In April 1999, Giuliani earned the first “Lifetime Muzzle Award,” from the Thomas Jefferson Center for the Protection of Free Expression because of his attacks on the First Amendment. According to the Center, “He has stifled speech and press to so unprecedented a degree, and in so many and varied forms, that simply keeping up with the city’s censorious activity has proved a challenge for defenders of free expression.” 

During Giuliani’s eight years as mayor, he was sued for violating the First Amendment more than any other past mayor. He was sued 21 times just by the New York Civil Liberties Union, which went on to win all or a significant part of 19 of those cases. These cases dealt with denials of the right to protest, persecution of whistleblowers, abridging freedom of speech, and the refusal to release public documents to the press and public.

In 1998 the NYCLU challenged the constitutionality of the Giuliani administration’s refusal to permit a procession of yellow cabs to proceed across the 59th Street Bridge and through midtown to City Hall to protest changes to rules governing drivers of yellow cabs. Giuliani denied them a march permit and publicly threatened to pull the licenses of any drivers that participated. He proceeded to pull the licenses of several protesting drivers. A federal trial court held that the refusal violated the First Amendment and ordered the city to permit the procession to take place.

In Housing Works v. Safir, the NYCLU challenged the constitutionality of Giuliani’s policy of not allowing more than twenty-five people on the steps of City Hall for a press conference. In July 1998, the United States District Court ruled that the policy was in violation of the First Amendment. The City subsequently attempted to close the steps entirely to all protest activity and the NYCLLU went back to court and obtained a second court order blocking the policy on behalf of Housing Works, so it could hold its annual World AIDS Day event.

In 1998 and 1999 Giuliani tried to first restrict the size of and then totally block the Million Youth March in Harlem based purely on his political disdain for them. Local civil rights lawyers backed up by the NYCLU successfully overturned restrictions on the march in both years. Giuliani’s attempts to block Demonstrations by the October 22nd Coalition Against Police Brutality, and the KKK were similarly overturned by the courts.

The NYCLU also brought several successful suits in defense of whistleblowers within the NYPD and other agencies and challenging blanket bans on city employees speaking to the press. In Latino Officers Association v. City of New York, they successfully argued that the City could not prevent Latino officers from marching in uniform at political demonstrations. In Walton v. Safir they successfully overturned the dismissal of a police officer employed in the Street Crimes Unit who had been fired after speaking publicly and critically about practices of Unit after four of its members killed Amadou Diallo in February 1999.

Giuliani also repeatedly tried to restrict artistic expression in the City. He attempted to displace street artists from city sidewalks by creating restrictive regulations and excessive fees, both of which were struck down by the courts.

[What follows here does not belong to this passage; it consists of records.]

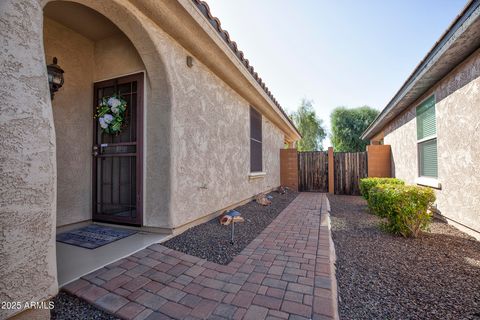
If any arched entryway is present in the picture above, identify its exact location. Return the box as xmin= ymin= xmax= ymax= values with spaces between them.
xmin=44 ymin=0 xmax=170 ymax=227
xmin=43 ymin=1 xmax=146 ymax=227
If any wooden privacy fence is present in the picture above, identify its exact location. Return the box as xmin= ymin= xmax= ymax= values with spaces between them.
xmin=280 ymin=145 xmax=391 ymax=195
xmin=298 ymin=151 xmax=328 ymax=192
xmin=333 ymin=152 xmax=368 ymax=195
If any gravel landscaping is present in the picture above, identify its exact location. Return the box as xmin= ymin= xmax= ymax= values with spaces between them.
xmin=50 ymin=291 xmax=120 ymax=320
xmin=163 ymin=190 xmax=298 ymax=264
xmin=328 ymin=195 xmax=480 ymax=319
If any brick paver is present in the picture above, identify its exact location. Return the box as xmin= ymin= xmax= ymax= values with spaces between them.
xmin=63 ymin=193 xmax=338 ymax=320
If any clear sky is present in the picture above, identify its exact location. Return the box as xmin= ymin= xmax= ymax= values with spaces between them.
xmin=207 ymin=0 xmax=467 ymax=146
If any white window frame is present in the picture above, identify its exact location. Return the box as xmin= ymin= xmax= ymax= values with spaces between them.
xmin=415 ymin=95 xmax=441 ymax=189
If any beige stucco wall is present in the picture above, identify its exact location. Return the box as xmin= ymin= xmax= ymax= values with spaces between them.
xmin=147 ymin=26 xmax=284 ymax=228
xmin=384 ymin=51 xmax=480 ymax=239
xmin=0 ymin=0 xmax=57 ymax=319
xmin=0 ymin=0 xmax=290 ymax=318
xmin=44 ymin=17 xmax=145 ymax=227
xmin=44 ymin=18 xmax=95 ymax=226
xmin=94 ymin=34 xmax=145 ymax=81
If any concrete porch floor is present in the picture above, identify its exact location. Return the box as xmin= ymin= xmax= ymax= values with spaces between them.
xmin=56 ymin=224 xmax=169 ymax=288
xmin=64 ymin=193 xmax=338 ymax=320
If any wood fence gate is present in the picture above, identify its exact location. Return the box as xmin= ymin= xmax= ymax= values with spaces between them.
xmin=298 ymin=151 xmax=328 ymax=192
xmin=334 ymin=152 xmax=368 ymax=195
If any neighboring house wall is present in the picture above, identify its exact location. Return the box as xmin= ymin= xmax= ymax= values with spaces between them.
xmin=385 ymin=51 xmax=480 ymax=239
xmin=44 ymin=17 xmax=145 ymax=227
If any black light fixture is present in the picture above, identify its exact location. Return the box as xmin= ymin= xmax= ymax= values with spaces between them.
xmin=47 ymin=57 xmax=65 ymax=100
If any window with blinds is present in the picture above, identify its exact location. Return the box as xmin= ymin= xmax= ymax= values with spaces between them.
xmin=250 ymin=107 xmax=263 ymax=172
xmin=417 ymin=96 xmax=438 ymax=178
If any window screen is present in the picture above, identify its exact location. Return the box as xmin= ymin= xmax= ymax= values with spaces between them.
xmin=417 ymin=96 xmax=438 ymax=178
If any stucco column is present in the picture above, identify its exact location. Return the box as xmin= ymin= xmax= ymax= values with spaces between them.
xmin=328 ymin=147 xmax=335 ymax=194
xmin=0 ymin=0 xmax=58 ymax=319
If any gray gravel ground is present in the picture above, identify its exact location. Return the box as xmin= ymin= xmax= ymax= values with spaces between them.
xmin=163 ymin=191 xmax=298 ymax=264
xmin=328 ymin=195 xmax=480 ymax=319
xmin=50 ymin=292 xmax=120 ymax=320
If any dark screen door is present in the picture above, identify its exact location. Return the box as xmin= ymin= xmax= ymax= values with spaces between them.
xmin=92 ymin=73 xmax=143 ymax=225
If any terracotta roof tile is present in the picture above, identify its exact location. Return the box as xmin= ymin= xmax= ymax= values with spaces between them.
xmin=192 ymin=0 xmax=298 ymax=132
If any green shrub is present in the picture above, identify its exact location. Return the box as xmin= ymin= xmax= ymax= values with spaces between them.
xmin=368 ymin=184 xmax=435 ymax=237
xmin=360 ymin=178 xmax=405 ymax=200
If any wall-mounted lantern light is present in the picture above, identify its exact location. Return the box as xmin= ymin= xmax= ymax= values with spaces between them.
xmin=47 ymin=57 xmax=65 ymax=100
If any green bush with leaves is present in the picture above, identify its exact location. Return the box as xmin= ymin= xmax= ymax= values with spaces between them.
xmin=360 ymin=178 xmax=405 ymax=200
xmin=368 ymin=184 xmax=435 ymax=237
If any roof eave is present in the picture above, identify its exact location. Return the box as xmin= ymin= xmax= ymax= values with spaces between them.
xmin=361 ymin=0 xmax=480 ymax=140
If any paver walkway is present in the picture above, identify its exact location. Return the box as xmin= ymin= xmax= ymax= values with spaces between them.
xmin=63 ymin=193 xmax=337 ymax=320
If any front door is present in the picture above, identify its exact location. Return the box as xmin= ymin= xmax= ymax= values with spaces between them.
xmin=92 ymin=73 xmax=143 ymax=226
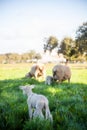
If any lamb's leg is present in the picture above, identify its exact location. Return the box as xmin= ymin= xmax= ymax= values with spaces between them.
xmin=46 ymin=105 xmax=53 ymax=122
xmin=68 ymin=78 xmax=70 ymax=83
xmin=33 ymin=109 xmax=44 ymax=119
xmin=28 ymin=105 xmax=33 ymax=119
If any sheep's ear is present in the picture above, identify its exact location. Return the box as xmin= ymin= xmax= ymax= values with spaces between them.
xmin=30 ymin=85 xmax=35 ymax=89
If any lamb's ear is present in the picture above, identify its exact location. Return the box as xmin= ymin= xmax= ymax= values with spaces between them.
xmin=30 ymin=84 xmax=35 ymax=89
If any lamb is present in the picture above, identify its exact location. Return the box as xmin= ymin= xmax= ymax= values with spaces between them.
xmin=52 ymin=65 xmax=71 ymax=83
xmin=25 ymin=63 xmax=45 ymax=79
xmin=45 ymin=75 xmax=53 ymax=85
xmin=19 ymin=85 xmax=53 ymax=122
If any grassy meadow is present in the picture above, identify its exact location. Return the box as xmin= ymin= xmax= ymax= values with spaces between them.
xmin=0 ymin=64 xmax=87 ymax=130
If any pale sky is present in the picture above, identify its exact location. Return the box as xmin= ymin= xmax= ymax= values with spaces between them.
xmin=0 ymin=0 xmax=87 ymax=54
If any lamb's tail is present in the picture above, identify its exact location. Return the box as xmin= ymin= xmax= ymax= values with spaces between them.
xmin=46 ymin=105 xmax=53 ymax=122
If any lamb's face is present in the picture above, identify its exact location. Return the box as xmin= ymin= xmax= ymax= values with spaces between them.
xmin=53 ymin=71 xmax=59 ymax=80
xmin=45 ymin=76 xmax=53 ymax=85
xmin=25 ymin=72 xmax=32 ymax=78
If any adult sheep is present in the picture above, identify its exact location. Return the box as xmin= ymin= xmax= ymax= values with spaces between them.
xmin=52 ymin=65 xmax=71 ymax=83
xmin=25 ymin=63 xmax=45 ymax=79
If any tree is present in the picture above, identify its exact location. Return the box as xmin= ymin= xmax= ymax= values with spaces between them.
xmin=60 ymin=37 xmax=76 ymax=57
xmin=76 ymin=22 xmax=87 ymax=55
xmin=44 ymin=36 xmax=58 ymax=52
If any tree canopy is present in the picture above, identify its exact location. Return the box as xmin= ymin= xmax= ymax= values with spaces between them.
xmin=44 ymin=36 xmax=58 ymax=52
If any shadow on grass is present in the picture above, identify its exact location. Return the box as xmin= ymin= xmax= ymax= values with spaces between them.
xmin=0 ymin=78 xmax=87 ymax=130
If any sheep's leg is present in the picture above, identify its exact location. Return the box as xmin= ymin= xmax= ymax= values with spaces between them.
xmin=28 ymin=106 xmax=33 ymax=119
xmin=33 ymin=109 xmax=44 ymax=119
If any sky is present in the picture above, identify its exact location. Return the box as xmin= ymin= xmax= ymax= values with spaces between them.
xmin=0 ymin=0 xmax=87 ymax=54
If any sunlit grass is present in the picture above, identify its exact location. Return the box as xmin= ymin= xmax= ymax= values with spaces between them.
xmin=0 ymin=64 xmax=87 ymax=130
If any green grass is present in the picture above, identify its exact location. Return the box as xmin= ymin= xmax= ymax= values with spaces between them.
xmin=0 ymin=64 xmax=87 ymax=130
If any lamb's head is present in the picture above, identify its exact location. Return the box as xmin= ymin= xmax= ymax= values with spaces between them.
xmin=45 ymin=76 xmax=53 ymax=85
xmin=25 ymin=72 xmax=32 ymax=78
xmin=19 ymin=85 xmax=35 ymax=95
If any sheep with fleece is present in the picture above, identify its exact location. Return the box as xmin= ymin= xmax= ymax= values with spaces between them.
xmin=52 ymin=64 xmax=71 ymax=83
xmin=19 ymin=85 xmax=53 ymax=122
xmin=25 ymin=63 xmax=45 ymax=79
xmin=45 ymin=75 xmax=53 ymax=85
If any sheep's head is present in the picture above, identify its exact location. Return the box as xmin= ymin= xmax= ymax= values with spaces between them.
xmin=19 ymin=85 xmax=35 ymax=95
xmin=45 ymin=76 xmax=53 ymax=85
xmin=25 ymin=72 xmax=32 ymax=78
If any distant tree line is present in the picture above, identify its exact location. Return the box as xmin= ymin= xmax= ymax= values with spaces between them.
xmin=0 ymin=50 xmax=41 ymax=64
xmin=43 ymin=22 xmax=87 ymax=61
xmin=0 ymin=22 xmax=87 ymax=63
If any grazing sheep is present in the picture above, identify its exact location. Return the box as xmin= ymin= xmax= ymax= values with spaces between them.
xmin=45 ymin=76 xmax=53 ymax=85
xmin=52 ymin=65 xmax=71 ymax=83
xmin=19 ymin=85 xmax=53 ymax=122
xmin=25 ymin=64 xmax=45 ymax=78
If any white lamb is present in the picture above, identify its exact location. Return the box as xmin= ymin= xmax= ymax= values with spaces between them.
xmin=20 ymin=85 xmax=53 ymax=122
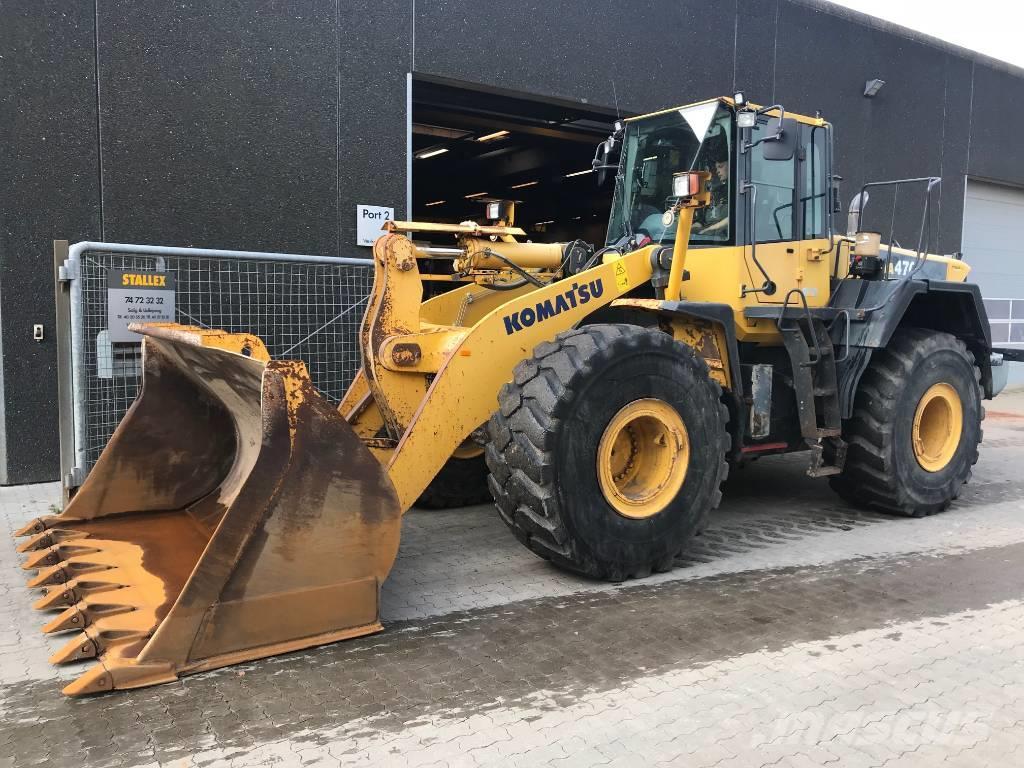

Possibly his most high profile assault on expression was his effort to cut funding to the Brooklyn Museum in 1999 because of an exhibit that he described as “sick” and “disgusting.” The museum is privately owned, but the land on which it sits is leased from the city, which also pays for its maintenance. When they arranged to show an exhibition of young British artists Chris Ofili that included a portrait of the Virgin Mary that used elephant dung and small depictions of human genitalia in the background, Giuliani tried to block it. Just days before the opening, the Mayor’s Office informed the museum that the city would stop all funding for the museum if the exhibition were not canceled. When the Museum resisted, Giuliani threatened more and more punishment, including replacing the museum’s board of trustees, canceling the lease, and taking possession of the museum building. At one point he said he would not “have any compunction about trying to put them out of business.” Giuliani’s transparent attempt to suppress speech based on his own personal distaste was immediately blocked by the courts.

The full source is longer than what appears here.